Data Structures and Algorithms in Java

Very useful in interview process for Java Software Development Engineer (SDE).

Big O Notation

Big-O Complexity Chart

Constant — statement (one line of code)

a += 1;

Growth Rate: 1

Logarithmic — divide in half (binary search)

while (n > 1) {
  n = n / 2;
}

Growth Rate: log(n)

Linear — loop

for (int i = 0; i < n; i++) {
  // statements
  a += 1;
}

Growth Rate: n

The loop executes N times, so the sequence of statements also executes N times. If we assume the statements are O(1), the total time for the for loop is N * O(1), which is O(N) overall.
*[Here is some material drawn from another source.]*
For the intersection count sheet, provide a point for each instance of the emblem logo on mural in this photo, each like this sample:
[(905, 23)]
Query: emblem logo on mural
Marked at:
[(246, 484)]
Quadratic — Effective sorting algorithms

Mergesort, Quicksort, …

Growth Rate: n*log(n)

Quadratic — double loop (nested loops)

for (int c = 0; c < n; c++) {
  for (int i = 0; i < n; i++) {
    // sequence of statements
    a += 1;
  }
}

Growth Rate: n^2

The outer loop executes N times. Every time the outer loop executes, the inner loop executes M times. As a result, the statements in the inner loop execute a total of N * M times. Thus, the complexity is O(N * M). In a common special case where the stopping condition of the inner loop is J < N instead of J < M (i.e., the inner loop also executes N times), the total complexity for the two loops is O(N2).

Cubic — triple loop

for (c = 0; c < n; c++) {
  for (i = 0; i < n; i++) {
    for (x = 0; x < n; x++) {
      a += 1;
    }
  }
}

Growth Rate: n^3

Exponential — exhaustive search

Trying to break a password generating all possible combinations

Growth Rate: 2^n

If-Then-Else

if (cond) {
  block 1 (sequence of statements)
} else {
  block 2 (sequence of statements)
}

If block 1 takes O(1) and block 2 takes O(N), the if-then-else statement would be O(N).
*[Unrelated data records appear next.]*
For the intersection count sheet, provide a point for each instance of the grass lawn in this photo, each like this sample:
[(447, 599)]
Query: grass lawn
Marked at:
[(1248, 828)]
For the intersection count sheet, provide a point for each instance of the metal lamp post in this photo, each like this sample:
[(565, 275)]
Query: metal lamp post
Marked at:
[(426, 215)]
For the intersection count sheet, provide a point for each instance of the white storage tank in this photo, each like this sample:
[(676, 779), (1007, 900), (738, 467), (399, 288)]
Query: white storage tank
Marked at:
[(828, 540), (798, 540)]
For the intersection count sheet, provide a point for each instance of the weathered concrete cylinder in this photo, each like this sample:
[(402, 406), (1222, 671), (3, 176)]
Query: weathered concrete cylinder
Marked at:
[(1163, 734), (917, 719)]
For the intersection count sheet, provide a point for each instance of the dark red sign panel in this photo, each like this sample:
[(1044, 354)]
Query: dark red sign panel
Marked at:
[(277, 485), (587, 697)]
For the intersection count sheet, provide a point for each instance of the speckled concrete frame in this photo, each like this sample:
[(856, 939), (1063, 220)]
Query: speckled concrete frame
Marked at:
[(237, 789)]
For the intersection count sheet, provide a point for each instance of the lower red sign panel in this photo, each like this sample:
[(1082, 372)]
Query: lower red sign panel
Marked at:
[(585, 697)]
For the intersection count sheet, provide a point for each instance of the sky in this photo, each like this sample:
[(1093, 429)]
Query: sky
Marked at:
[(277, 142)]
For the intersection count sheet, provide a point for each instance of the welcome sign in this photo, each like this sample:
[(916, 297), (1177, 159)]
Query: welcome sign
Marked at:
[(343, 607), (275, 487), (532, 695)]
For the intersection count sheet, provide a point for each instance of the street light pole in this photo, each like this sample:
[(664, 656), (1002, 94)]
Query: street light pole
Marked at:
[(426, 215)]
Statements with function/ procedure calls

When a statement involves a function/ procedure call, the complexity of the statement includes the complexity of the function/ procedure. Assume that you know that function/procedure f takes constant time, and that function/procedure g takes time proportional to (linear in) the value of its parameter k. Then the statements below have the time complexities indicated.

f(k) has O(1) g(k) has O(k)

When a loop is involved, the same rule applies. For example:

for J in 1 .. N loop
  g(J);
end loop;

has complexity (N2). The loop executes N times and each function/procedure call g(N) is complexity O(N).

Algorithms

Simple Sorting

Bubble Sort

Implementation

The bubble sort is notoriously slow, but it’s conceptually the simplest of the sorting algorithms.

Sorting process

Compare two items.
If the one on the left is bigger, swap them.
Move one position right.

Efficiency

For 10 data items, this is 45 comparisons (9 + 8 + 7 + 6 + 5 + 4 + 3 + 2 + 1).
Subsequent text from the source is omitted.